To: Hezekiah Bolton <boltons@teleport.com>
Subject: Re: Hez_ Dash & Fender Replacement
From: "John M. Trindle" <jtrindle@tsquare.com>
Date: Tue, 3 Sep 1996 08:06:15 -0400 (EDT)
On Mon, 2 Sep 1996, Hezekiah Bolton wrote:

> John,  I must have missed the advise you received from the list about
>        how to remove the dash.  I've been trying to psych myself up to
>        approach that job on my '76 MGB.  What kind of car do you have?
>        If you still have that info, I'd love to have it, or a condensed
>        version if it. 
>        Also, thanks for sharing your experiences with the fender work

Ah yes, the dash.

This is for a 73 B (MkII?).  Yours may be slightly different.

1.  Remove the glove box.
2.  There are a series of studs protruding from the back side of the dash
    into the body of the car itself.  They have nuts and washers at least
    (maybe split washers as well).  Use a 7/16" socket or wrench to remove
    the nuts where the glove box was.  They are spaced about every
    6" across the dash. 
3.  Reach in where the glove box was and to the left.  In the 73 there is
    a pair of fresh-air vents here.  Remove the hoses from the backs of
    the vents, and with a Phillips or Posi screwdriver remove the two
    screws holding the vent assembly in.  You are unscrewing them from
    BEHIND the dash, blind.

4.  This gives you room to get your hands in to remove one more nut and
    washer from a top dash stud.

5.  Starting from the other side, the studs are in the symmetrically 
    similar place.  You will need to remove at least the speedo and the
    tach to get your hands in.  One stud is right above the mechanical
    oil pressure gauge and may require removal of wires to the alternator
    light, and high-beam light.

6.  On the bottom:  First drop the steering column down with the 3 bolts
    which fasten it onto the dash.  These use a 9/16" socket.
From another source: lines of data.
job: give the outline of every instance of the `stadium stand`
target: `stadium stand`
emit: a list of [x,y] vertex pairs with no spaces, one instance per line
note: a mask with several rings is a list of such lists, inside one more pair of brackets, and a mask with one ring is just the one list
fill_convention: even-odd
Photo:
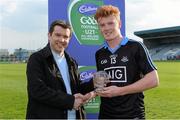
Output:
[[180,26],[136,31],[153,60],[180,60]]

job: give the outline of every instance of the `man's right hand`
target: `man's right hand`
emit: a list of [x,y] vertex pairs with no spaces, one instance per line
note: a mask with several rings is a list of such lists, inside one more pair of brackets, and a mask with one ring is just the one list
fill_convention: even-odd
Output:
[[75,110],[78,110],[78,108],[83,105],[84,101],[83,101],[83,95],[80,93],[74,94],[75,100],[74,100],[74,106],[73,108]]

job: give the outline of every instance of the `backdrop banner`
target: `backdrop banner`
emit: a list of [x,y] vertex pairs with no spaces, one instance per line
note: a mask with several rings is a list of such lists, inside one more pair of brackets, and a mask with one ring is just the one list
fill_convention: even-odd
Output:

7.  There is a Phillips/Posi screw which fastens a backup-bracket for the
    heater thermostat control to the cross-brace.  Remove this.
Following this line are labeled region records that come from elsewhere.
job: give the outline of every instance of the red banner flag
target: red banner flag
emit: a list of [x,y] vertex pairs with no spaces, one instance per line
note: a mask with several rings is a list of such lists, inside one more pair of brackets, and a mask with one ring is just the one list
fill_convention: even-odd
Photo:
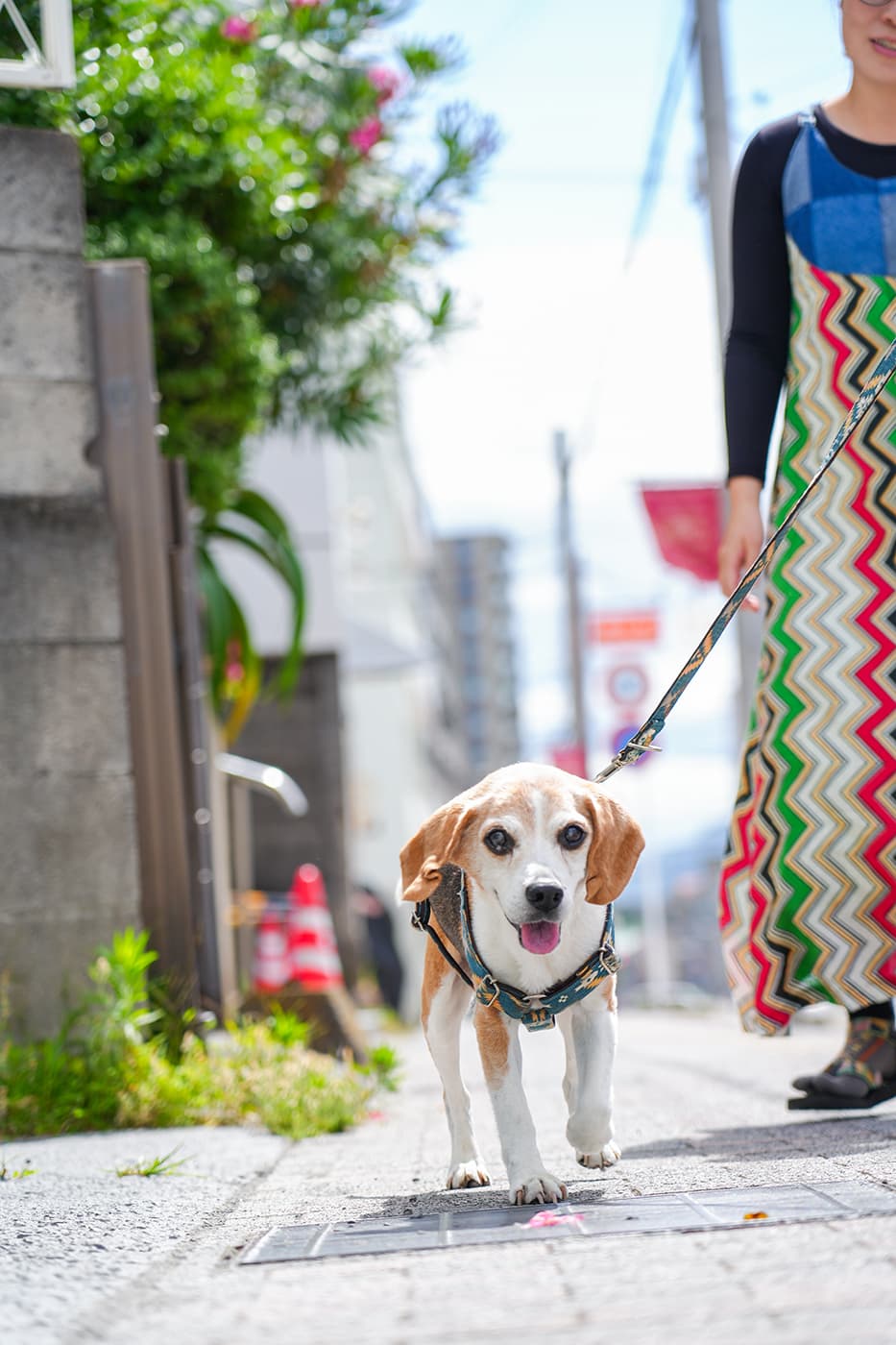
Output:
[[550,749],[550,764],[568,771],[569,775],[580,775],[588,779],[585,769],[585,748],[581,742],[561,742]]
[[667,565],[712,584],[718,577],[721,486],[642,486],[640,498]]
8.  There may be bolts under where the glove box was, fastening the bottom
    of the dash to the cross-brace.  Remove these (they were missing on
    mine).


The whole dash lifts back and up.  You can't get it very far off unless
you disconnect the heater cables, etc., but this is good enough to get at
the windscreen frame bolts and fender bolts... my goal in this whole
operation.

While you're under there, inspect the wiring and replace all that rotten
ducting.  Try to remember which wires went to which switch/gauge/light.
Get all the leaves out of the fresh air vent... open the fresh air door
and marvel at the deterioration of felt seals over time.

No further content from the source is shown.